Reasons for the Misperception
The speaker identifies several reasons why people often underestimate the value of 500,000:
- Propaganda and Exaggeration: Financial and insurance companies often exaggerate wealth to attract customers.
- Misleading Online Content: Social media often portrays unrealistic images of wealth and luxury, creating a false impression of what constitutes ordinary living standards.
- Rising Incomes: While incomes have increased significantly over time, the perception of wealth is skewed.
- Depreciation of Money: The rising cost of living, especially housing, makes previously significant amounts of money seem less valuable.

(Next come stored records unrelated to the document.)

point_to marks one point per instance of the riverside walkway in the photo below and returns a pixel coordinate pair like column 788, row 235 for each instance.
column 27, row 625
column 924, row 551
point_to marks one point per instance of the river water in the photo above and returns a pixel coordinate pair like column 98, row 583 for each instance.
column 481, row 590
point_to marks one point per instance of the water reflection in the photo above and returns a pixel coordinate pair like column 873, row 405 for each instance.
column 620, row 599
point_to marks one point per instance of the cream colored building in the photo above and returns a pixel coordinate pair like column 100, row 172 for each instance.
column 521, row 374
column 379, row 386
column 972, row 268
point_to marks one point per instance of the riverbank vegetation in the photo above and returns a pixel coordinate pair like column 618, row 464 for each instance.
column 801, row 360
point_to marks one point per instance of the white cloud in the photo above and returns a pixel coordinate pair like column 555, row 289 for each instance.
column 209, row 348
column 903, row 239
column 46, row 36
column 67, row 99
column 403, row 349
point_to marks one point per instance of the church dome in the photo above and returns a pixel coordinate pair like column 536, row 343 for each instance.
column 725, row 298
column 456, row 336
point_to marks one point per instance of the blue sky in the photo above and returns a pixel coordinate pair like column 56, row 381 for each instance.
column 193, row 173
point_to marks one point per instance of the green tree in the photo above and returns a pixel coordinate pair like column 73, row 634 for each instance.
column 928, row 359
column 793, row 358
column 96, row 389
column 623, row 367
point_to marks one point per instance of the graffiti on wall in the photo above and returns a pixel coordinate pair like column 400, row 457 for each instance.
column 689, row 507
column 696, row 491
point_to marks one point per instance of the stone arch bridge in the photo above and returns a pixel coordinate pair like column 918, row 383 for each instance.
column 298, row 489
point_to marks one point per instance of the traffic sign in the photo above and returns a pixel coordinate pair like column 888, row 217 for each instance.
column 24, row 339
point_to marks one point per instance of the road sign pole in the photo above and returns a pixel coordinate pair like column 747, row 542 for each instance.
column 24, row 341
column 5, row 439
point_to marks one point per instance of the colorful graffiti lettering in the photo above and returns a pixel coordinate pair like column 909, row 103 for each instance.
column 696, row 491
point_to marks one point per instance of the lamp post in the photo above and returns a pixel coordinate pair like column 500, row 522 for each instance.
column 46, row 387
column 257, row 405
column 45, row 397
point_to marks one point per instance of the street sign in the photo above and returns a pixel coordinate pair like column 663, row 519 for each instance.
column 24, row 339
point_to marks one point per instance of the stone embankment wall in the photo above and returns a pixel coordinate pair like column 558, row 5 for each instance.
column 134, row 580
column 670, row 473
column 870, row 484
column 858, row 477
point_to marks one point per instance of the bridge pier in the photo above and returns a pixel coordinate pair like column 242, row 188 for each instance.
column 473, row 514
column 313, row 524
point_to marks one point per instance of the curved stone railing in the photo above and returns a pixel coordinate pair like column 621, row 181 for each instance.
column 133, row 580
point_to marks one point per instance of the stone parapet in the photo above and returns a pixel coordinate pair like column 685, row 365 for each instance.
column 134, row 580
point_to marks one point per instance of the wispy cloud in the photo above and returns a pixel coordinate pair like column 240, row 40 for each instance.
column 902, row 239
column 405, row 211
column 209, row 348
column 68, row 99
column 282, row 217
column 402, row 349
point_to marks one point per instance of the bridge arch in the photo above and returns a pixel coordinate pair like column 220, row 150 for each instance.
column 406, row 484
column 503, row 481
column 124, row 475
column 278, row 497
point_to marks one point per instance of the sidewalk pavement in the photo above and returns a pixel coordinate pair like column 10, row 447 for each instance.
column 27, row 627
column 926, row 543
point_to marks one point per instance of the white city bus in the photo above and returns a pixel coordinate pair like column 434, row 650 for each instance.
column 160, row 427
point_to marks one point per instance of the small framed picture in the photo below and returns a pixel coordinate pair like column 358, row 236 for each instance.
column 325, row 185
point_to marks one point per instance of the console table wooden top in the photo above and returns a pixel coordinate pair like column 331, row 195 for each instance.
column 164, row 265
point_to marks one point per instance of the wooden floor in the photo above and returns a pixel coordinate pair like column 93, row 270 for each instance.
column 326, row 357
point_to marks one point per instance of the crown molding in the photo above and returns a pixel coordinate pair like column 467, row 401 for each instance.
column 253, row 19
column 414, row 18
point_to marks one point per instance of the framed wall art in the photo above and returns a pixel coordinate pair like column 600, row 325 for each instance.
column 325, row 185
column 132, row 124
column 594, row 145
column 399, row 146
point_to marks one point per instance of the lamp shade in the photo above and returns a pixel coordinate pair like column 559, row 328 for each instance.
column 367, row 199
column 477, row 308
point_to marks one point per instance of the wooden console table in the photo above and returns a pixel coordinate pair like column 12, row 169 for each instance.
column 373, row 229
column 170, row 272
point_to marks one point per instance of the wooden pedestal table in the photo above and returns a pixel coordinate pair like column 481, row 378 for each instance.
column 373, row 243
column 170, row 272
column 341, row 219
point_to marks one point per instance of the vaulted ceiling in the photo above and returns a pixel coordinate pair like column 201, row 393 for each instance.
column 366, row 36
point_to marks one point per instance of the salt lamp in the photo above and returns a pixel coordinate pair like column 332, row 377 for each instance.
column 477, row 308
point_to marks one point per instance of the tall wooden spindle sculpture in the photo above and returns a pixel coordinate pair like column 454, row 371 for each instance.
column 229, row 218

The Impact of Modern Finance
The speaker discusses how easy access to credit and mobile payments contributes to the misperception of wealth. People spend digital funds without fully considering the long-term financial implications, leading to the illusion that a few hundred thousand isn't a significant amount. The speaker argues that if people had to physically handle that amount in cash, their perspective would likely change.
Defining Financial Qualification
The speaker concludes by questioning how to define financial well-being, suggesting that it's not solely about savings but also about lifestyle. Is someone with a large deposit living frugally more "qualified" than someone with a smaller deposit who enjoys a more luxurious lifestyle? He emphasizes that being a slave to money should not be the driving force in our lives.